- 44
Yves Tanguy
Description
- Yves Tanguy
- Titre inconnu
- Signed and dated Yves Tanguy 28 (lower right)
- Oil on canvas
- 32 by 25 3/4 in.
- 81 by 65.3 cm
Provenance
Louis Thirion, Nancy
L'Oeil Gallery (George Bernier), Paris
Acquired from the above in September 1968
Exhibited
Philadelphia Museum of Art, 1970 (on summer loan)
New York, Acquavella Galleries, Inc., Yves Tanguy, 1974, no. 7
Literature
Catalogue Note
Tanguy's career as a painter began in 1922 shortly after the artist saw an early Surrealist work by Giorgio de Chirico at Paul Guillaume's gallery. The impact of de Chirico's metaphysical landscapes was so great that Tanguy joined the Surrealist group in 1925, collaborating with André Breton in La Révolution Surréaliste. Though few of Tanguy's early works survive, those that do clearly allude to de Chirico's "Italian squares" of the same period.

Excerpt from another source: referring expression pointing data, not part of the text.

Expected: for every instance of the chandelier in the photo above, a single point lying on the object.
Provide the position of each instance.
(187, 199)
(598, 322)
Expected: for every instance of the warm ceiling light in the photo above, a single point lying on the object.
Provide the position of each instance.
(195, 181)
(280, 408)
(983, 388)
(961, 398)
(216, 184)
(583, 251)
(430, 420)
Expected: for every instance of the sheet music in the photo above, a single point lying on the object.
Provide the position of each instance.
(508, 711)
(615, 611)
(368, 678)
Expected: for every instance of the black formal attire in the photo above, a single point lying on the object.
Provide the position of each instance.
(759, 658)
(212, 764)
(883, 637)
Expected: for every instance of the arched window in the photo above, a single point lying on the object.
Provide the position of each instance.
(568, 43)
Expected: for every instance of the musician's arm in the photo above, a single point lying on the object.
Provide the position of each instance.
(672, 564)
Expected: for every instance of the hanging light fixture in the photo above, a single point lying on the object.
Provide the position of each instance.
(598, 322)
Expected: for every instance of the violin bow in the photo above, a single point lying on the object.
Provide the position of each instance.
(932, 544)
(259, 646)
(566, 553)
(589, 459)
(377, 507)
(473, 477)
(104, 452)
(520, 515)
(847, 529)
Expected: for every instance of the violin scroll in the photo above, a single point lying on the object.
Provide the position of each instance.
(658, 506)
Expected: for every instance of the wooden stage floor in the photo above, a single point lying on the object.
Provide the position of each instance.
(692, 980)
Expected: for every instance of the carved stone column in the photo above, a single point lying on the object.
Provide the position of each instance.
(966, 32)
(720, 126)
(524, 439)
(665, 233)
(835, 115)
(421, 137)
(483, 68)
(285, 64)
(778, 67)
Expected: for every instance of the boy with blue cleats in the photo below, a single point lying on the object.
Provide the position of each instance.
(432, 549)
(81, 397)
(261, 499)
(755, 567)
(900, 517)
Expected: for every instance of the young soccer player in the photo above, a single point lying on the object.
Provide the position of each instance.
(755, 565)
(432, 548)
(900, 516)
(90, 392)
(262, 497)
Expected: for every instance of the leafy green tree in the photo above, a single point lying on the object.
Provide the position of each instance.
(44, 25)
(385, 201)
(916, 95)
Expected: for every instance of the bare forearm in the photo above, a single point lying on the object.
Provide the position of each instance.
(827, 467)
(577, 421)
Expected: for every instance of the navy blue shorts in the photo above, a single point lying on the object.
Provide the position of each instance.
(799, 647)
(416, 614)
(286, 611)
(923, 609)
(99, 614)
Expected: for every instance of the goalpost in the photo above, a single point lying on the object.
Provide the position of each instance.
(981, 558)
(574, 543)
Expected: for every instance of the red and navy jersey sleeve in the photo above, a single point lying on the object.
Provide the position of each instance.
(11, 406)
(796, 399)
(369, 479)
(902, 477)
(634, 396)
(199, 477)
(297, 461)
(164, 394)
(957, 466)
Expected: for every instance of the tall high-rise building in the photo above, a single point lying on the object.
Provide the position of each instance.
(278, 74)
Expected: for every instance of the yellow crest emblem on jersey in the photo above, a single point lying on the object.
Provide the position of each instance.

It was not until 1927 that Tanguy began painting the dream-like landscapes which would establish him as a major figure of the Surrealist movement. The present work, painted in 1928, is one of these rare canvases, and demonstrates the fantastical aesthetic which would characterize Tanguy's work for the rest of his career.
This early example of Tanguy's Surrealist landscapes already contains many of the distinctive elements which characterize the artist's signature "mind-scapes": the deep foreground plain and ambiguous horizon, the presence of objects floating in the silent air as well as the strange, biomorphic forms which may refer to the prehistoric monoliths and dolmens of the Brittany landscape that the artist knew as a child.
The haunting imagery of Tanguy's pictures derive from his experience growing up in Europe during the aftermath of World War I. Dilapidated buildings and piles of rubble were common sites throughout northern France, as was the bleak terrain of abandoned battlefields. These spectacles had a profound effect on Surrealist imagery, particularly for Tanguy, whose landscapes captured "the sense of the empty, abandoned, ghostly wasteland of the war-torn terrain" (Sidra Stich, Anxious Visions, Surrealist Art (exhibition catalogue), University Art Museum, University of California at Berkeley, 1990, p. 87).